Scrase Law Employment Solicitors

Is it automatically unfair to dismiss for failure to attend work due to COVID concerns?

A dismissal is automatically unfair if the reason for the dismissal is that the employee left or refused to return to their workplace in circumstances of danger which the employee reasonably believed to be serious and imminent, and which they could not reasonably have been expected to avert.

The claim

The first national lockdown was announced on 24 March 2020.  On Friday 27 March, Mr R left work for the day.  On 29 March, he emailed the employer stating that he had “no alternative but to stay off work until the lockdown has eased”.  He referred to concerns about his children – a young baby and a child with sickle-cell anaemia.   He obtained a self-isolation note for the period from 28 March to 3 April.  Mr R did not contact the employer again until 24 April 2020, when he sent a text stating that he had been told he had been sacked for self-isolating.  The employer sent Mr R his P45.

Mr R issued a claim in the Employment Tribunal that he had been automatically unfairly dismissed.  He argued that he had not returned to work because he reasonably believed there were circumstances of danger that were serious and imminent arising out of the pandemic.

The Tribunal noted that the workplace was a large warehouse-type space about the size of half a football pitch in which usually only five people would be working.  It found that it was not hard to socially distance.  Following the announcement of the lockdown, the employer published an employee communication, confirming that the business would remain open and that they were putting measures in place to allow employees to work as normal.  A risk assessment was carried out and most of the recommendations, such as social distancing and wiping down surfaces were already in place.

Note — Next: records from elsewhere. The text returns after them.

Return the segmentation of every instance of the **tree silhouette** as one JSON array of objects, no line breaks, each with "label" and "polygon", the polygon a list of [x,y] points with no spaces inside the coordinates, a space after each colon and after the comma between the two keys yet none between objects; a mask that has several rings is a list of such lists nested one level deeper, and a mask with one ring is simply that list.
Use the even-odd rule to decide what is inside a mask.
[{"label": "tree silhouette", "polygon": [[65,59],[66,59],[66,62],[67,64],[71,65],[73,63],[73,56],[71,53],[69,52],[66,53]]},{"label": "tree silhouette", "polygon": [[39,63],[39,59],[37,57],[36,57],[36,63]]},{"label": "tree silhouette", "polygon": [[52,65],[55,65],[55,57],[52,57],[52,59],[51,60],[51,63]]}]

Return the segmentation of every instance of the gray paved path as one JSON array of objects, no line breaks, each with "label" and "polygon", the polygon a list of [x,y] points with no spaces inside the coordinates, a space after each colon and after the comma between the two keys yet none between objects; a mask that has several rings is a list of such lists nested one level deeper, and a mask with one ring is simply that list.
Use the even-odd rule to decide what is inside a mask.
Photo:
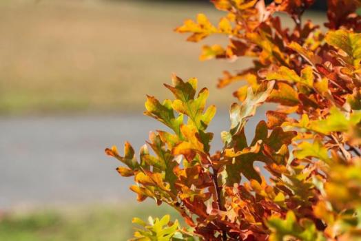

There were conversations with staff about safety measures, including handwashing and social distancing. Masks were available for employees, although the Tribunal found that Mr R had not asked for one.  It found that Mr R transported a friend to hospital on 30 March. 

The Tribunal found that Mr R did not raise concerns that could inform the employer that he thought there were circumstances of imminent danger within the workplace.  He did not indicate that he would return if improvements were made.  He intended to remain absent until the lockdown was over.  It found that Mr R’s decision to remain away from work was not linked to his working conditions; rather, his concerns were about the virus in general, in particular that there was “danger all around”.  The Tribunal found that the dismissal was not automatically unfair. 

Automatic unfair dismissal?

Mr R appealed to the Employment Appeal Tribunal (EAT).  The EAT upheld the Tribunal’s decision.  It found that the fact that Mr R had genuine concerns about the pandemic, and the safety of his children, did not mean that he necessarily had a genuine belief that there were serious and imminent circumstances of danger, either at work or elsewhere, that prevented him from returning to work. 

The EAT took into account the Tribunal’s findings that the workplace was large and few people worked in it; Mr R initially remained at work after the announcement of the lockdown; Mr R could socially distance at work and that masks were available, although Mr R did not request one; Mr R drove a friend to hospital and also worked in a pub during the lockdown.  It also found that there were steps Mr R could have taken to avoid the dangers, including wearing a mask, socially distancing and washing his hands.  Mr R’s dismissal was not automatically unfair.

Comment

The Tribunal had noted that Mr R’s decision to stay off work was not directly linked to his working conditions; he refused to return to work until the lockdown was over.  In the circumstances of this particular case, the Tribunal concluded that Mr R did not have a reasonable belief that there were serious and imminent circumstances of danger, at work or elsewhere, that prevented him from returning to work.  This case therefore failed on the facts.

Employers should be aware that each case will turn on its facts.  The EAT accepted that an employee could reasonably believe that there is a serious and imminent circumstance of danger that exist outside the place of work that could prevent them from returning to work – and this could potentially fall within the automatic unfair dismissal provisions. 

It is also important to note in this case that the employer had carried out a risk assessment, put most of the measures in place, and communicated with employees about safety measures.